Strategic Priority 3: Collaborate with partners to grow the movement for midwifery and elevate the role of midwives as competent and respected healthcare providers who put women’s voices at the centre.
- Leverage advocacy and communications to influence and educate policymakers and wider audiences about the positive impact of midwives on maternal and newborn health, sexual and reproductive health and rights, and gender equality, in addition to impacts on families and communities.
- Equip midwives and midwives’ associations with data and tools to effectively advocate for continuity of midwife care, maternal, newborn, sexual and reproductive health and rights.
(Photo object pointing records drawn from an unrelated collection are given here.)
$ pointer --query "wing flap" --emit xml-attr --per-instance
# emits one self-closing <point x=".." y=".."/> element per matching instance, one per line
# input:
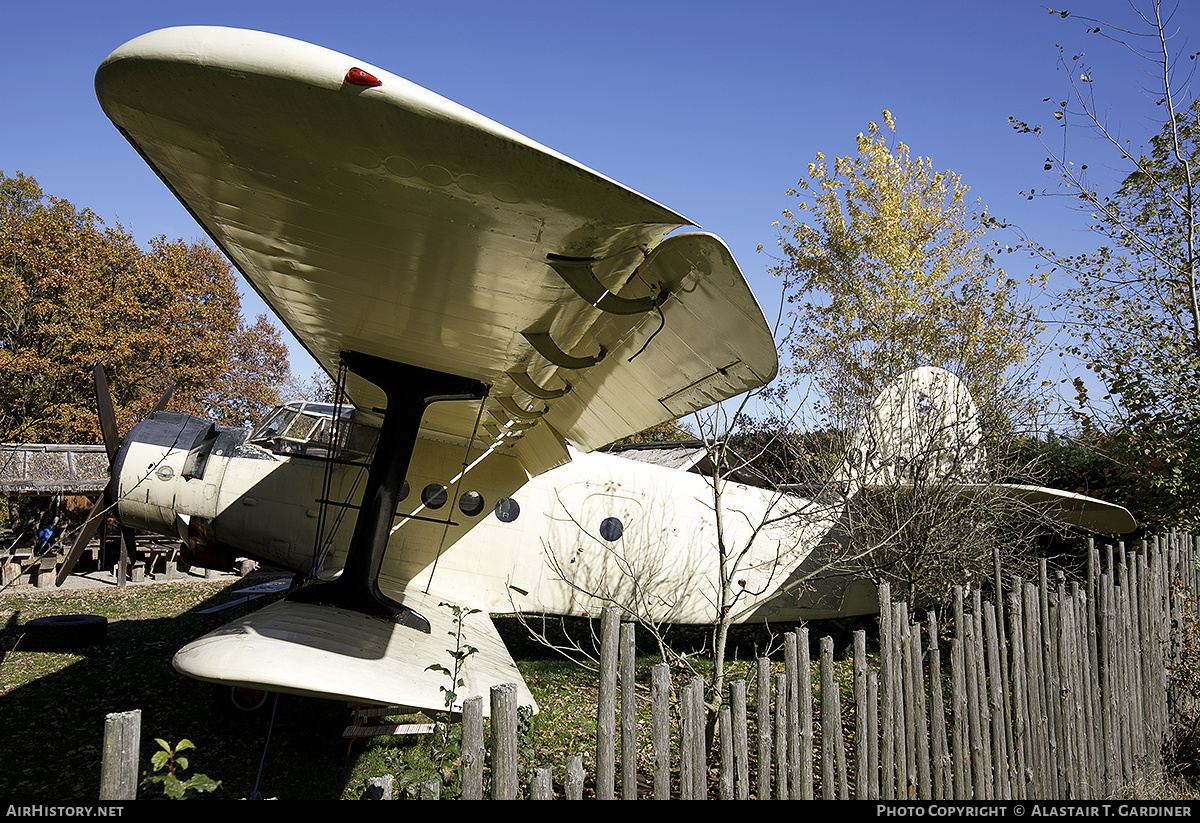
<point x="334" y="653"/>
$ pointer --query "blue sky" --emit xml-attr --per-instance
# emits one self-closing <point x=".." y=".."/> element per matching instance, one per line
<point x="712" y="108"/>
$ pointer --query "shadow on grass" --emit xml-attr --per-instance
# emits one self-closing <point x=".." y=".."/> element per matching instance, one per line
<point x="53" y="704"/>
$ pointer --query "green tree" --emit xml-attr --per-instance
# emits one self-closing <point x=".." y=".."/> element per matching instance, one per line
<point x="75" y="292"/>
<point x="885" y="269"/>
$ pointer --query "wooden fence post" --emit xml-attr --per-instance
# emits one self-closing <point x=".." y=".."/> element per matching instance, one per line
<point x="504" y="742"/>
<point x="606" y="710"/>
<point x="473" y="749"/>
<point x="119" y="762"/>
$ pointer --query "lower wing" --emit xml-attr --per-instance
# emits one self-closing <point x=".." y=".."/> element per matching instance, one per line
<point x="334" y="653"/>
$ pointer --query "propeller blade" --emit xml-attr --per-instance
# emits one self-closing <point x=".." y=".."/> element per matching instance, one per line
<point x="127" y="552"/>
<point x="107" y="415"/>
<point x="95" y="517"/>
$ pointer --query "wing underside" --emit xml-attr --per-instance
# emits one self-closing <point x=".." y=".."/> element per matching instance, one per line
<point x="389" y="221"/>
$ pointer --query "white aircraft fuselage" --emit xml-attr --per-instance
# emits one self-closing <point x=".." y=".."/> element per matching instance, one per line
<point x="599" y="530"/>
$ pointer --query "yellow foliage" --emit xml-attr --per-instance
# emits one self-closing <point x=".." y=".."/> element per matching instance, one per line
<point x="885" y="268"/>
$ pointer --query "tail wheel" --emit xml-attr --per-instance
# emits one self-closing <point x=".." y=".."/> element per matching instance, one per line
<point x="241" y="700"/>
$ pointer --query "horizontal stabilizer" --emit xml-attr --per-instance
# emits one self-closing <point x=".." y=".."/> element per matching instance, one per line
<point x="339" y="654"/>
<point x="1066" y="508"/>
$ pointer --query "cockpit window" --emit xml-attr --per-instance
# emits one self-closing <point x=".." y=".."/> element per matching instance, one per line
<point x="307" y="430"/>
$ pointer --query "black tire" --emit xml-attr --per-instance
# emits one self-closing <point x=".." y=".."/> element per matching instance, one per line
<point x="240" y="700"/>
<point x="65" y="631"/>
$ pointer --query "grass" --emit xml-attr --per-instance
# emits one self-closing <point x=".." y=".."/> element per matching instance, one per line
<point x="53" y="704"/>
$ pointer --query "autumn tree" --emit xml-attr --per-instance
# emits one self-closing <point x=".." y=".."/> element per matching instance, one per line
<point x="1133" y="308"/>
<point x="75" y="292"/>
<point x="883" y="264"/>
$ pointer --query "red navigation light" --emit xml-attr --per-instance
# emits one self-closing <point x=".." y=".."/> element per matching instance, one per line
<point x="359" y="77"/>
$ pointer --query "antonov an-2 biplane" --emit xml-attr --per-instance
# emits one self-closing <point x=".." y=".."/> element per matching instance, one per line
<point x="498" y="312"/>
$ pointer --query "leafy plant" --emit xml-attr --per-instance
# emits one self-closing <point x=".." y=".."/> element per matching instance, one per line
<point x="175" y="788"/>
<point x="447" y="748"/>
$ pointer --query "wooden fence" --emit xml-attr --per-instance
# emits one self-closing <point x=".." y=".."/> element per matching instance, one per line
<point x="1065" y="694"/>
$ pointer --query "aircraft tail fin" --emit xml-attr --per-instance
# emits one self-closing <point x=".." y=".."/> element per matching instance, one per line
<point x="924" y="430"/>
<point x="923" y="427"/>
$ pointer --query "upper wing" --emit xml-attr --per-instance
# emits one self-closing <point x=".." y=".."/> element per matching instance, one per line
<point x="387" y="220"/>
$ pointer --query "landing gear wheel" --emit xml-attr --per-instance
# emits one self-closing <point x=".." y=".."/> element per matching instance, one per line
<point x="65" y="631"/>
<point x="240" y="700"/>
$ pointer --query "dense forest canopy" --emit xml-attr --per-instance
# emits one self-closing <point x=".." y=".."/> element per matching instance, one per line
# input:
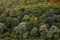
<point x="29" y="20"/>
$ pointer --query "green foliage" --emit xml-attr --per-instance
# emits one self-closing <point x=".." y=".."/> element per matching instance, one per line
<point x="29" y="19"/>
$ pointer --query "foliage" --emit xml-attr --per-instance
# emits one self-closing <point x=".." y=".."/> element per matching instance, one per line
<point x="29" y="19"/>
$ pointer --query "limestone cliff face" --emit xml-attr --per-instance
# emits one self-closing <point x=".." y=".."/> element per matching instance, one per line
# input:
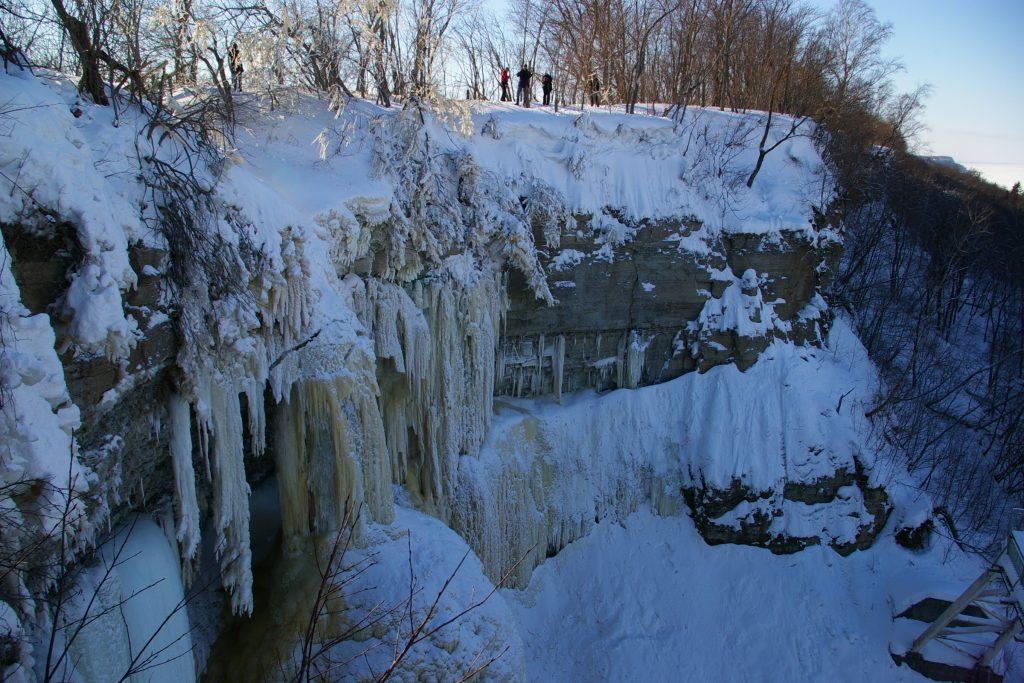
<point x="365" y="338"/>
<point x="633" y="315"/>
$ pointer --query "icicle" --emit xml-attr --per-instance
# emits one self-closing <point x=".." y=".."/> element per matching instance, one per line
<point x="230" y="497"/>
<point x="257" y="417"/>
<point x="290" y="457"/>
<point x="331" y="451"/>
<point x="539" y="368"/>
<point x="187" y="527"/>
<point x="557" y="366"/>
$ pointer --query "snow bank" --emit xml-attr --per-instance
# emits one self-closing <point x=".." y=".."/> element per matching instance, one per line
<point x="646" y="599"/>
<point x="548" y="472"/>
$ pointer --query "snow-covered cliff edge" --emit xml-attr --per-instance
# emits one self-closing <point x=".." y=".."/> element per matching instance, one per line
<point x="365" y="307"/>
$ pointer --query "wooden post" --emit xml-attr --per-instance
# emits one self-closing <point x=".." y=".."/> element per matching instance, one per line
<point x="953" y="609"/>
<point x="1005" y="638"/>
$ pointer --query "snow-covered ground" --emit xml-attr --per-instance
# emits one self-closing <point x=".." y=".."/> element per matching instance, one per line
<point x="648" y="600"/>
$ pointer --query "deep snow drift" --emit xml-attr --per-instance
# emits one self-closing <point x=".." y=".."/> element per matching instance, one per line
<point x="648" y="600"/>
<point x="353" y="344"/>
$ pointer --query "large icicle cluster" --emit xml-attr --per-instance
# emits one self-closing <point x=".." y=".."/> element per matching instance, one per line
<point x="438" y="342"/>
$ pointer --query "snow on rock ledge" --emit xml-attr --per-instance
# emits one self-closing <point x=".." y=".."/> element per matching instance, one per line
<point x="361" y="288"/>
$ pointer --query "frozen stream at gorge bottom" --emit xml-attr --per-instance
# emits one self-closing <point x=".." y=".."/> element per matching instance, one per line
<point x="648" y="600"/>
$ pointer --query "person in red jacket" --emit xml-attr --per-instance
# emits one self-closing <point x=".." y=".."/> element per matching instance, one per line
<point x="504" y="78"/>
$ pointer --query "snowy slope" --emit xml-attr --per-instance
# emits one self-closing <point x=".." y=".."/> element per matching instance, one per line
<point x="365" y="242"/>
<point x="647" y="600"/>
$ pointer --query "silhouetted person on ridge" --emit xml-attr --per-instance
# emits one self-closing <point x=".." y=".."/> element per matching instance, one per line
<point x="504" y="80"/>
<point x="546" y="81"/>
<point x="522" y="92"/>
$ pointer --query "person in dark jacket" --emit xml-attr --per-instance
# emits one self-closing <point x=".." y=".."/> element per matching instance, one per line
<point x="522" y="92"/>
<point x="595" y="90"/>
<point x="235" y="65"/>
<point x="504" y="80"/>
<point x="546" y="82"/>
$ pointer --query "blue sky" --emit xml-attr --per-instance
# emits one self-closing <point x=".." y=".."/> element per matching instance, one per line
<point x="972" y="53"/>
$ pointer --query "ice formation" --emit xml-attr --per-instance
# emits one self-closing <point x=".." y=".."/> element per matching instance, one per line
<point x="349" y="325"/>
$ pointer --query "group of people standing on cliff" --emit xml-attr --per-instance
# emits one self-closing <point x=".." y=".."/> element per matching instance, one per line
<point x="522" y="91"/>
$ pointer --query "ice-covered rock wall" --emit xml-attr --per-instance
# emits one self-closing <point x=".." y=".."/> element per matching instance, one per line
<point x="344" y="306"/>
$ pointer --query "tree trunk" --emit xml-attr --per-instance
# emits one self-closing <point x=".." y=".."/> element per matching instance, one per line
<point x="91" y="82"/>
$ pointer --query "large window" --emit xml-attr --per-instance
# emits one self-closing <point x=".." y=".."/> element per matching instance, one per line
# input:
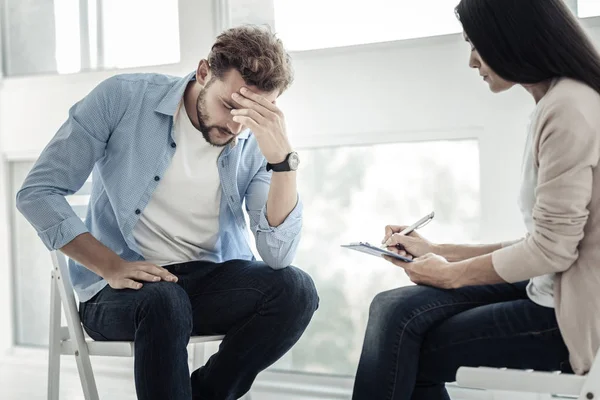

- Utilise effective and equitable relationships to build and support the profession of midwifery and expand the influence of ICM.
- Support midwives’ associations to build partnerships with women’s groups and communities.
- Support partnerships between midwives and women.
- Strengthen partnerships between midwives and other stakeholders, including global and national policymakers, other health workers and professionals, other health professional associations and partners across sectors.
Strategic Priority 4: Work in partnership to ensure member associations are prepared and well positioned to respond to emergent humanitarian and climate crises.
- Build new partnerships to mitigate the effects of humanitarian and climate crises on women and newborns by advocating to wider audiences on the important role midwives play in crisis situations and securing new funding and partnerships in the humanitarian and climate sectors.
- Establish and secure funding dedicated to providing midwives’ associations with essential resources (equipment, services, supplies, etc.) during humanitarian crises.
- Enhance member associations’ knowledge and training opportunities to better support crisis response including promoting midwife leadership in national and local preparedness planning and knowledge sharing between midwives’ associations.